Austin auteur Writer/Director Richard Linklater is the man responsible for adapting Philip K. Dick's semi-famous novel that focuses on the cyclical nature of addiction and the erosion of individual privacy in a suburbia just around the corner. Heady stuff, indeed. Surprisingly, Mr. Linklater misfires more often than a 1970 Ford Torino in Chama, New Mexico. This is quite unexpected since Linklater is unquestionably one of the most talented filmmakers around; by far the best residing in the so-called Live Music Capital of the World.
Well, no one is perfect.
The film stars Keanu Reeves, Robert Downey, Jr., Woody Harrelson and Winona Ryder whose likenesses were altered via an interpolated rotoscope technique that must have been developed by Roto-Rooter. This is the same annoying special effect used in the deplorable Charles Schwab commercials which ran a year or two ago. At least Chuck's TV ads only lasted sixty seconds; A SCANNER DARKLY plods along at 100 minutes. This may not sound like much, but you would swear this is significantly longer than the gestation period for a rogue elephant.
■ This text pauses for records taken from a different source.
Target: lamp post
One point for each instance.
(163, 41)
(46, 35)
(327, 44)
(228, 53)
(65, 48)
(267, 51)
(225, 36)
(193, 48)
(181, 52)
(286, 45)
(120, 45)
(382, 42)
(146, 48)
A key ingredient within the underlying story is a drug referred to as "Substance D" because it induces "dumbness, despair, desertion and death." Except for the "death" part, this pretty much describes A SCANNER DARKLY. If you're looking for a satisfactory head trip, you best look elsewhere...Chama, perhaps, where the smoke in the air isn't exclusively from the Cumbres & Toltec Railroad.
An aside: One of the first rotoscoped Charles Schwab commercials featured Suzanne Savoy, a close friend, a terrific actress and an even better person. Should any casting directors happen to stumble across this posting I sincerely hope they will consider Suzanne for their next project. One can do no better.